Patinhas, seis presidentes e poder no Planalto

João Cerqueira de Santana Filho, 63 anos, começou a ganhar notoriedade como Patinhas, apelido dos tempos em que estudava Jornalismo na Universidade Federal da Bahia (Ufba) e era tesoureiro do diretório estudantil. A alcunha, em referência ao tio  mão-de-vaca do Pato Donald, foi mantida ao longo de anos pelo baiano nascido em Tucano e se tornou conhecida na fase em que ele foi um dos principais compositores do grupo Bendegó, um dos “filhos” do Tropicalismo.

“Sou um anfíbio nesse meio. Sou baiano, mas vim do meio jornalístico e artístico e desemboquei na publicidade. Modestamente, tento buscar o que há de melhor em cada corrente”, definiu-se Santana à Revista IstoÉ em 2013, quando foi considerado um dos 60 brasileiros mais influentes daquele ano. Foi o 53º, para ser exato. 

Como jornalista, fez fama em 1992 ao entrevistar, para a IstoÉ, o motorista Eriberto França, personagem que representou a derrocada do ex-presidente Fernando Collor. Anos depois, foi o responsável direto pela reeleição do ex-presidente Lula em 2006 e pelas vitórias da presidente Dilma Rousseff em 2010 e 2014. Santana também dirigiu as campanhas de Hugo Chávez, na Venezuela; Mauricio Funes, em El Salvador; José Eduardo dos Santos, em Angola; e Danilo Medina, na República Dominicana, onde estava atualmente. 

Antes de virar guru dos luminares do PT, com alta influência no Planalto, foi sócio do marqueteiro baiano Duda Mendonça, com quem participou da campanha de Lula em 2002. Rompeu para criar a própria empresa, iniciando a trajetória que o tornou alguém que, mesmo sem cargo no governo, tinha status de ministro, do tipo ouvido nas decisões mais importantes. 
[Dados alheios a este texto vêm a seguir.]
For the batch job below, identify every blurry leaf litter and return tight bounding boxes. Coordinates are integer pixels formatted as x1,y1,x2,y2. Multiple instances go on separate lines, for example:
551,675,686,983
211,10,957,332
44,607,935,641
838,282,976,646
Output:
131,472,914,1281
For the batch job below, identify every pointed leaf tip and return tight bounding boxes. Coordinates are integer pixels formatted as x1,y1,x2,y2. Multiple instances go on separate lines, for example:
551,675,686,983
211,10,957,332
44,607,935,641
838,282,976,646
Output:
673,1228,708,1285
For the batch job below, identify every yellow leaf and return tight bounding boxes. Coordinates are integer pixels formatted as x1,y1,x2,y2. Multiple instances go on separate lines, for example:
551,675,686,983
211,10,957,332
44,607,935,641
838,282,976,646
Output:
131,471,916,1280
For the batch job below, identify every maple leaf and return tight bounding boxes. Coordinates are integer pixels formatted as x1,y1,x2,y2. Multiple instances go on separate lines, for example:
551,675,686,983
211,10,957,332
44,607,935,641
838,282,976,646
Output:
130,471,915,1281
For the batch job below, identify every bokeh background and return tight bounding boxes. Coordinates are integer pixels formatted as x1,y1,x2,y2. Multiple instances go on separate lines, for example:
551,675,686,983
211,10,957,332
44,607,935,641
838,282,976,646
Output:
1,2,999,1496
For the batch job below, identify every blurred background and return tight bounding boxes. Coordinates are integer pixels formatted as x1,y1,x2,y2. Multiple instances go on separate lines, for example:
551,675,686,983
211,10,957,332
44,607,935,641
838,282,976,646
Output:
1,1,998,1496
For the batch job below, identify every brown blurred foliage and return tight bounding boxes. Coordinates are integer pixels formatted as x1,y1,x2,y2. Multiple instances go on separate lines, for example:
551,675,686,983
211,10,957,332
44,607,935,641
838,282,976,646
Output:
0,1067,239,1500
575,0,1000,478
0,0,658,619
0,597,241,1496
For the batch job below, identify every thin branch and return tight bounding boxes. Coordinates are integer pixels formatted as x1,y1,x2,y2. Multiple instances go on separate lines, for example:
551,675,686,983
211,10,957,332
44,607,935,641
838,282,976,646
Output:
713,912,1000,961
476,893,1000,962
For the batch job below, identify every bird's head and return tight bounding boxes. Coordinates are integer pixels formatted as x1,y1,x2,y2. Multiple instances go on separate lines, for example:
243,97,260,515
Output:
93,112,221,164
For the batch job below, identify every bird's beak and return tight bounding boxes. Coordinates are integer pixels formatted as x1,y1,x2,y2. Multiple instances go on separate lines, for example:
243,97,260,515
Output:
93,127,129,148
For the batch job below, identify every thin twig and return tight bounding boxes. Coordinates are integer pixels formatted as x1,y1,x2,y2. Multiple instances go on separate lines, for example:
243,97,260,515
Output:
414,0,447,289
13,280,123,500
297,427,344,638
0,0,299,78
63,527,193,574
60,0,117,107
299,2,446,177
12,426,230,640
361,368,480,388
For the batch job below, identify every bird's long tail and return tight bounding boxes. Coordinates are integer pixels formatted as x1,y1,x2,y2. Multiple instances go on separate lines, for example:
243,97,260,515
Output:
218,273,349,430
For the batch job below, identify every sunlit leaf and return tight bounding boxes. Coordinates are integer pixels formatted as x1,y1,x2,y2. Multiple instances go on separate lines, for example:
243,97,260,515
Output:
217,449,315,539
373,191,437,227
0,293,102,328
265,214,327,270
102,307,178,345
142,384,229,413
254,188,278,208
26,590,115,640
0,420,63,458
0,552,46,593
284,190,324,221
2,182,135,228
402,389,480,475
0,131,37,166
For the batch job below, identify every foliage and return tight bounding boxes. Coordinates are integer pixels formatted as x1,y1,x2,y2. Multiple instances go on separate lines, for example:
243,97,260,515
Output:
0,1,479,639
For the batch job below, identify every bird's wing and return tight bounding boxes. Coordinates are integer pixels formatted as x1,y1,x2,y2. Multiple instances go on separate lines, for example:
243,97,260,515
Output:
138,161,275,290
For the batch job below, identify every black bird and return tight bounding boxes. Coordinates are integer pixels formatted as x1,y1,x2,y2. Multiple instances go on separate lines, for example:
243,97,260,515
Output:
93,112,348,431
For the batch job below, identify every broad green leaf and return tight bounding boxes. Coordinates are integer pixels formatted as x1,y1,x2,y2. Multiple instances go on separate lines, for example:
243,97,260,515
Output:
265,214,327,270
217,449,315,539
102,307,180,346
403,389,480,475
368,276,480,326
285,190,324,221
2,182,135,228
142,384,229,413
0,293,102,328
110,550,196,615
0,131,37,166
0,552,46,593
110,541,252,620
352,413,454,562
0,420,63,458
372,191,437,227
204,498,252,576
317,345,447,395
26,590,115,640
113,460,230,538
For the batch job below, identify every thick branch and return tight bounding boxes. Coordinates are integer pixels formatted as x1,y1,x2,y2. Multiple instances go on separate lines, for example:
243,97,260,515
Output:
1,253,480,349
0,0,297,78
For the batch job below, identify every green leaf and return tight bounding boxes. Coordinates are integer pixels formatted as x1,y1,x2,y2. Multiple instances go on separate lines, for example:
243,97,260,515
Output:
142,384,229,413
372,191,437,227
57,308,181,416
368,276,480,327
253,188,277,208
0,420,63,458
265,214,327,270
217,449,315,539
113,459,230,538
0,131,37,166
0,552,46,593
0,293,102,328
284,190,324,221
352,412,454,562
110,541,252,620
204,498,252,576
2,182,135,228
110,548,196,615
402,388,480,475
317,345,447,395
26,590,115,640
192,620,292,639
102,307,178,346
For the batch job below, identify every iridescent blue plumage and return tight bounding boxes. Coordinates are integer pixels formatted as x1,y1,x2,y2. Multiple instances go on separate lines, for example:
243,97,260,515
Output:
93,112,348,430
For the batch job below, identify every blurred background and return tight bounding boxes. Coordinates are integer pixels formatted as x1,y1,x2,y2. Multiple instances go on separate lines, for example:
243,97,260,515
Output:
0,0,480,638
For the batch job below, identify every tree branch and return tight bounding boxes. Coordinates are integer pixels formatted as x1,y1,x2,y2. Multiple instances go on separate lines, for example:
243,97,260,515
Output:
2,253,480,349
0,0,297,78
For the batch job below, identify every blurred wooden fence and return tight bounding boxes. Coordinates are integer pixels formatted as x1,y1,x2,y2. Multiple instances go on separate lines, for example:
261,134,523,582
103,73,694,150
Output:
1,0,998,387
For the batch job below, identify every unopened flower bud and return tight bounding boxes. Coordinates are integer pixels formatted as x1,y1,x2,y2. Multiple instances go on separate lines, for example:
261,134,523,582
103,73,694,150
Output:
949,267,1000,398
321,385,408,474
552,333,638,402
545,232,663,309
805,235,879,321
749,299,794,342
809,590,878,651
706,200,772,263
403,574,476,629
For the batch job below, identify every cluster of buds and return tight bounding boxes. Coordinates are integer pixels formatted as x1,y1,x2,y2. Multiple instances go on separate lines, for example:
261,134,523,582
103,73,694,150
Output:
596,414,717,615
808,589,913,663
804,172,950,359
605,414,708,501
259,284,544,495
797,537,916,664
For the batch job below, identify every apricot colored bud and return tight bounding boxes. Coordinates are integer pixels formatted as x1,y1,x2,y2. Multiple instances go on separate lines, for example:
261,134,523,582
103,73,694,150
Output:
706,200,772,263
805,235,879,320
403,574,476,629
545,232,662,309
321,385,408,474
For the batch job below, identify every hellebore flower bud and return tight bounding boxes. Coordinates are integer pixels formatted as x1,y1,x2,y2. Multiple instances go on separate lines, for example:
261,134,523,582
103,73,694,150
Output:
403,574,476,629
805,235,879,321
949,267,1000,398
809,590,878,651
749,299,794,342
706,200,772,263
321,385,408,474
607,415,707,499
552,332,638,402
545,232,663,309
Desde que virou “o homem que elegeu seis presidentes”, o marqueteiro rejeitou completamente o apelido. Passou a se chatear com quem ainda o via como o velho “Patinhas”. Seu patrimônio agora incluia apartamento no Edifício Arthur Moreira Lima, Corredor da Vitória, com teleférico para a Baía de Todos os Santos, mansão em Interlagos, imóveis em São Paulo e carros esportivos que, diga-se, não combinam mesmo com o tio do Donald.